Le cercle vicieux d’inflation et de pénurie que subit le Venezuela depuis plusieurs années [1] découle avant tout des pratiques économiques mercantiles – y compris au sein la nomenklatura bolivarienne – dans un système mono-producteur de pétrole qui importe peu ou prou tout ce qu’il consomme en dehors de l’énergie. Nombre d’entreprises du secteur privé, pour s’adapter aux contrôles des prix et des changes [2], surfacturent à la revente les biens importés grâce aux pétrodollars octroyés par l’État, ou jouent directement sur les taux de change [3]. D’aucunes retiennent leurs stocks en prévision de futures hausses de prix, et alimentent la contrebande à l’intérieur du pays et aux frontières en revendant leurs marchandises sous le manteau. Chacune de ces opérations mobilise son lot de (hauts-) fonctionnaires bolivariens corrompus. Ce petit jeu est plus un « moindre mal » qu’une fin en soi pour l’establishment patronal anti-chaviste, qui partage du reste ses marges avec des dizaines de néo-magnats enrichis à l’ombre du pouvoir.
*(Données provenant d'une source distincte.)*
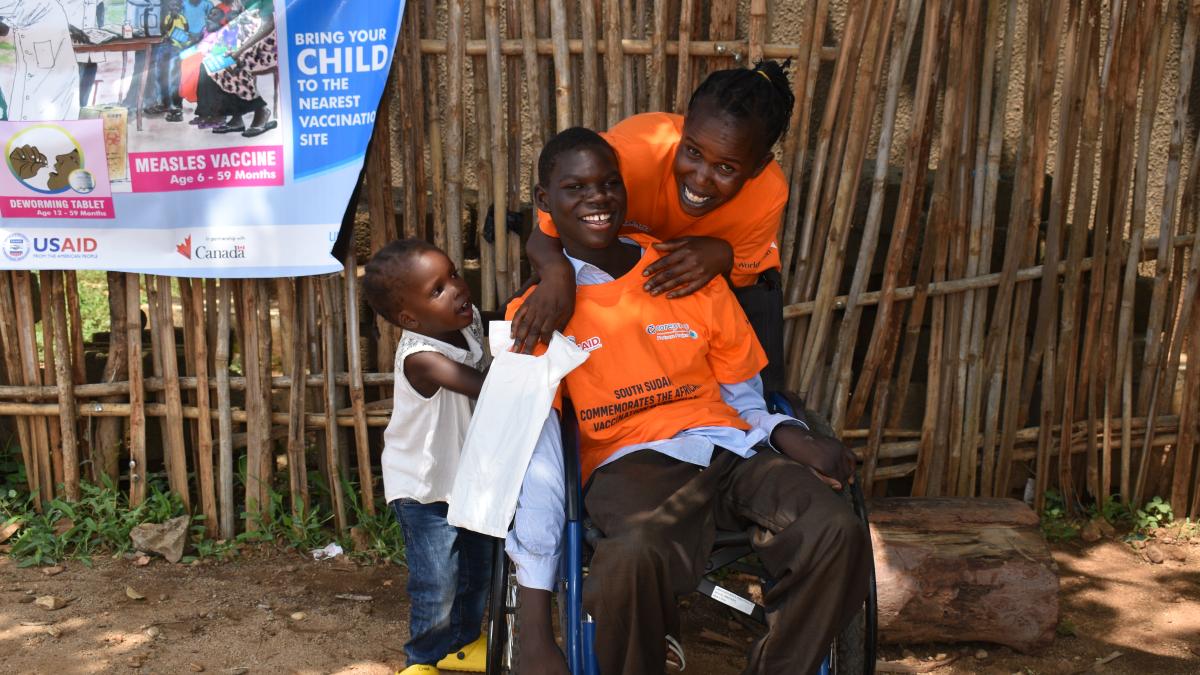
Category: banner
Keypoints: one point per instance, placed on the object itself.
(213, 138)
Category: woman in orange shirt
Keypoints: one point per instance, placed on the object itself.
(705, 184)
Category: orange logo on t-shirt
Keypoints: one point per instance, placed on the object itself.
(664, 363)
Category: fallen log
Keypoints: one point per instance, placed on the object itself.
(963, 569)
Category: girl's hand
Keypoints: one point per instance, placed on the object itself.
(546, 310)
(689, 263)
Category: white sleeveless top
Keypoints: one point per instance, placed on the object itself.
(424, 437)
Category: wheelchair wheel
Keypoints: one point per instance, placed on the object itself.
(849, 653)
(502, 621)
(853, 650)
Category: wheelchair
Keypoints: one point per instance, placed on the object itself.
(853, 651)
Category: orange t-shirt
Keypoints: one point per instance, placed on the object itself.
(646, 147)
(654, 364)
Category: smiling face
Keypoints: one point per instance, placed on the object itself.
(715, 156)
(586, 197)
(433, 299)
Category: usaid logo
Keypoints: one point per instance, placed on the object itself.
(17, 246)
(588, 345)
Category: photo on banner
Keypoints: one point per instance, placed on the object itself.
(209, 138)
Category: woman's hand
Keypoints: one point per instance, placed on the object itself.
(832, 461)
(689, 264)
(546, 310)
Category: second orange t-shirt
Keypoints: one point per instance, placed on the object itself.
(646, 147)
(654, 364)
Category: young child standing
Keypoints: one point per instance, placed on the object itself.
(439, 364)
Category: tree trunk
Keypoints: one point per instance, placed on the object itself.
(963, 569)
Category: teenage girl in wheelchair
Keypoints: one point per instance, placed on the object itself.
(658, 505)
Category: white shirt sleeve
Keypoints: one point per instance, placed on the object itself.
(535, 542)
(747, 399)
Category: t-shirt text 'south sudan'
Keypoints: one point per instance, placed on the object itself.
(654, 364)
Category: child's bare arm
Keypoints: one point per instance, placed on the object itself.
(430, 371)
(552, 303)
(689, 264)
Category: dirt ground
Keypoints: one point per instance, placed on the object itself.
(280, 611)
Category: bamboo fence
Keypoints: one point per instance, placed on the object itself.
(990, 252)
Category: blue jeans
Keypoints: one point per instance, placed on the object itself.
(449, 573)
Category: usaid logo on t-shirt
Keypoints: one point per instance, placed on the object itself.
(670, 330)
(589, 345)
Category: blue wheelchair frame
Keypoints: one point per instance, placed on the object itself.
(579, 628)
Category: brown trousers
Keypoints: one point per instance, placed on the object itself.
(659, 518)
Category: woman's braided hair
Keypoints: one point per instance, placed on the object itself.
(761, 95)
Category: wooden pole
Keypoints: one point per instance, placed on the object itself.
(57, 324)
(174, 448)
(207, 489)
(298, 477)
(48, 374)
(12, 362)
(258, 426)
(562, 65)
(333, 461)
(805, 90)
(498, 147)
(137, 399)
(591, 111)
(454, 180)
(533, 84)
(849, 333)
(358, 399)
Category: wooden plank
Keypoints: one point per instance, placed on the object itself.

Dans le Venezuela « socialiste », le régime fiscal est resté largement régressif, et la taxation des hauts revenus est même ridicule si on la compare à celle en vigueur dans des pays « néolibéraux », comme la Colombie ou le Chili. Les programmes sociaux en matière de santé, éducation, alimentation et logement, aujourd’hui considérablement amoindris, ont été financés sur les surplus budgétaires exceptionnels consécutifs aux booms pétroliers de 2003-2007 et 2009-2011, gérés de façon complètement opaque. Sous le coup d’une dette exponentielle depuis 2012 – notamment détenue par la Chine –, puis de la dégringolade des prix du brut depuis 2014, le niveau de vie des classes populaires a chuté, après une amélioration aussi spectaculaire qu’éphémère entre 2003 et 2007. C’est aujourd’hui près de la moitié de la population active, dont des millions de « chavistes de cœur », qui s’adonne au commerce informel et à la contrebande de biens et de devises censées alimenter la prétendue « guerre économique ». Or cette stratégie de survie n’est qu’une version misérabiliste de ce qui a été, au côté de l’extorsion pure et simple, la voie royale d’accumulation de capital pour la vaste majorité des dirigeants, le plus souvent militaires, des administrations publiques et des entreprises nationalisées ou « mixtes » – où l’on viole impunément les droits des travailleurs tout en produisant moitié moins que dans le secteur privé. D’après les « chavistes critiques » de l’organisation Marea Socialista, sur la bagatelle d’environ mille milliards de pétrodollars rentrés dans le pays sur la période 2003-2013, un petit quart s’est « évaporé » avant même d’avoir été comptabilisé par l’État, et un autre gros quart s’est « perdu » dans l’assignation de devises…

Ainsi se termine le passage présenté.